Common Table Expressions (CTEs)
Use this lesson to understand Common Table Expressions (CTEs) with practical syntax and examples.
Concept Overview
A Common Table Expression (CTE) is a named, reusable subquery defined with WITH that exists for the duration of a single SQL statement.
CTEs help you write SQL as a sequence of readable steps:
- extract a subset (paid orders)
- transform it (monthly revenue)
- filter and present it (top months)
Why is it important?
- Readability: breaks complex queries into named, reviewable chunks
- Correctness: encourages you to validate each step and keep logic explicit
- Reusability within a statement: reference the same intermediate set multiple times
- Planner control (PostgreSQL):
MATERIALIZED/NOT MATERIALIZEDcan influence inlining behavior
Where does it fit?
CTEs are part of advanced query structuring. They appear in analytics queries, ETL jobs, data audits, and migrations. Recursive CTEs (WITH RECURSIVE) build on this idea for hierarchical traversal.
Syntax & Rules
Core Syntax
WITH cte_name AS (
SELECT ...
)
SELECT ...
FROM cte_name;
Multiple CTEs:
WITH a AS (
SELECT ...
),
b AS (
SELECT ... FROM a
)
SELECT ...
FROM b;
Available Options / Parameters
| Feature | Syntax | Why you use it |
|---|---|---|
| CTE definition | WITH name AS (...) | name an intermediate result |
| Multiple CTEs | WITH a AS (...), b AS (...) | multi-step transformations |
| Recursive CTE | WITH RECURSIVE ... | hierarchies and iterative expansion |
| Materialization hint | WITH MATERIALIZED name AS (...) | force evaluation once, then reuse |
| Inline hint | WITH NOT MATERIALIZED name AS (...) | encourage planner to inline |
Key Rules and Considerations
- A CTE is scoped to a single statement.
- CTEs are not persisted objects (unlike tables or views).

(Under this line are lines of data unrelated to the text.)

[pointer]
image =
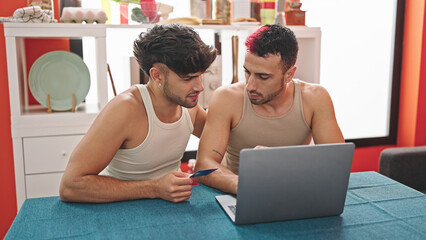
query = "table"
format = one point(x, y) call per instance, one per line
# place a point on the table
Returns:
point(376, 207)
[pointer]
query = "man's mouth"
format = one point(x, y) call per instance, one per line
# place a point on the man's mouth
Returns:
point(194, 96)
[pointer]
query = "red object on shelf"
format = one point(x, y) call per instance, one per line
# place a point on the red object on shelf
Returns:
point(149, 8)
point(124, 13)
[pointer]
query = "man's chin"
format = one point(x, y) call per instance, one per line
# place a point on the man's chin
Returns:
point(191, 104)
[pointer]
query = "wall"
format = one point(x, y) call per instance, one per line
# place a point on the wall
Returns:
point(7, 177)
point(411, 131)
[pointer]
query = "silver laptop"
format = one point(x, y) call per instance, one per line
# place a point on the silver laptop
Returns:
point(292, 182)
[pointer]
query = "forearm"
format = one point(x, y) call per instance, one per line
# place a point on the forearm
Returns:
point(222, 179)
point(99, 189)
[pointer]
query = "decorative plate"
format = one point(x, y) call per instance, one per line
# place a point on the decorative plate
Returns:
point(60, 74)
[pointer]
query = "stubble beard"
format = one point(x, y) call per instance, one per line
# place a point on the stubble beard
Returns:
point(176, 99)
point(264, 100)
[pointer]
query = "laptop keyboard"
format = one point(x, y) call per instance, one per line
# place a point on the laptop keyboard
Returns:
point(233, 208)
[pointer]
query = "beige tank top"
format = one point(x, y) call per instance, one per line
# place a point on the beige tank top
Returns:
point(253, 129)
point(161, 151)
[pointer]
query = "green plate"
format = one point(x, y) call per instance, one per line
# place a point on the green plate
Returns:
point(60, 74)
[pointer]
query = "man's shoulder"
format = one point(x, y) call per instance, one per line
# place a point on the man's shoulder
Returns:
point(313, 93)
point(235, 90)
point(311, 89)
point(127, 101)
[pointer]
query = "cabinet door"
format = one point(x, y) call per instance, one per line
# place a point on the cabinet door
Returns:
point(43, 185)
point(48, 154)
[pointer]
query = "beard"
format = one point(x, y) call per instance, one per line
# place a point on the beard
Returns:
point(184, 102)
point(263, 100)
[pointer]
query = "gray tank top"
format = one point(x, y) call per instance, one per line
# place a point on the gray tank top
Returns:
point(253, 129)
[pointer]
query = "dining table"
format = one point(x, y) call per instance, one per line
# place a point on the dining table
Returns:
point(376, 207)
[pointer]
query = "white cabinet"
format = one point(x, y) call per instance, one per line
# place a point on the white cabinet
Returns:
point(43, 142)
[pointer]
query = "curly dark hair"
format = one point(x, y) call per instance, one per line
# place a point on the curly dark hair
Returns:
point(274, 39)
point(177, 46)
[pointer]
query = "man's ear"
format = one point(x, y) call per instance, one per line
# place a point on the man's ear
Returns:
point(290, 74)
point(156, 75)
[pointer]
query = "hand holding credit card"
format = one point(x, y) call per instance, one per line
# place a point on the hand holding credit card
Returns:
point(204, 172)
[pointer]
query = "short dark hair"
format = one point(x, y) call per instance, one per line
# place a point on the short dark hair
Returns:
point(274, 39)
point(177, 46)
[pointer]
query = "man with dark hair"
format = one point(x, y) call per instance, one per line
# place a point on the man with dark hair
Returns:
point(134, 146)
point(269, 109)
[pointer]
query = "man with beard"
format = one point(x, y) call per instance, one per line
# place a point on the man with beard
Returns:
point(134, 146)
point(269, 109)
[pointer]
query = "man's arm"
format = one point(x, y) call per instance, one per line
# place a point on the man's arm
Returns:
point(200, 120)
point(214, 141)
point(325, 128)
point(111, 130)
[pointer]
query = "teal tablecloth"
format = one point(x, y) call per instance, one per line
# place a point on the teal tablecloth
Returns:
point(376, 208)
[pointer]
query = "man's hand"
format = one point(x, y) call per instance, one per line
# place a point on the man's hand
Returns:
point(174, 187)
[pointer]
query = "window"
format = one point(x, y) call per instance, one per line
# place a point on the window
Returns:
point(361, 49)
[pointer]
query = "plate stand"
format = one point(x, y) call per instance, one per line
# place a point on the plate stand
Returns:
point(49, 106)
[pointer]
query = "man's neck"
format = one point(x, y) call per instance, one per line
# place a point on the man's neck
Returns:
point(279, 105)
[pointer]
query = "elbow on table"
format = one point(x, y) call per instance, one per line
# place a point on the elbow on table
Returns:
point(66, 193)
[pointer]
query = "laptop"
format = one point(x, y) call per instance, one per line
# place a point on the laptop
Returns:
point(291, 182)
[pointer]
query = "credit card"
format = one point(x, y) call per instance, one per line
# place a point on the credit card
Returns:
point(204, 172)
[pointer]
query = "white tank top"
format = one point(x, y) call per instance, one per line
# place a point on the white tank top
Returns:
point(161, 151)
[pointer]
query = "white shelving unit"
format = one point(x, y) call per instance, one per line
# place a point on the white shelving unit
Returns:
point(43, 142)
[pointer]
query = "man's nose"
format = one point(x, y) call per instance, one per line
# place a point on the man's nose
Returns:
point(198, 84)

- In modern PostgreSQL, a CTE may be inlined by the planner when safe.
- Use
MATERIALIZEDwhen you intentionally want to compute the CTE once and reuse it (or to create a planning “fence”). - Use
NOT MATERIALIZEDwhen the CTE is simple and you want the planner to optimize across it.
Step-by-Step Examples
Example 1: Break a Query into Steps (Beginner)
CREATE TABLE orders (
order_id bigint GENERATED ALWAYS AS IDENTITY PRIMARY KEY,
customer_id bigint NOT NULL,
status text NOT NULL,
amount numeric(12,2) NOT NULL CHECK (amount >= 0),
created_at date NOT NULL
);
INSERT INTO orders (customer_id, status, amount, created_at) VALUES
(10, 'paid', 25.00, '2026-01-01'),
(10, 'paid', 10.00, '2026-01-02'),
(11, 'paid', 50.00, '2026-01-03'),
(12, 'failed', 20.00, '2026-01-03'),
(13, 'paid', 40.00, '2026-02-01');
WITH paid_orders AS (
SELECT customer_id, amount, created_at
FROM orders
WHERE status = 'paid'
)
SELECT customer_id, SUM(amount) AS revenue
FROM paid_orders
GROUP BY customer_id
ORDER BY customer_id;
Expected output:
customer_id | revenue
-------------+---------
10 | 35.00
11 | 50.00
13 | 40.00
(3 rows)
Explanation:
- The CTE isolates “paid” logic so the main query reads like a report.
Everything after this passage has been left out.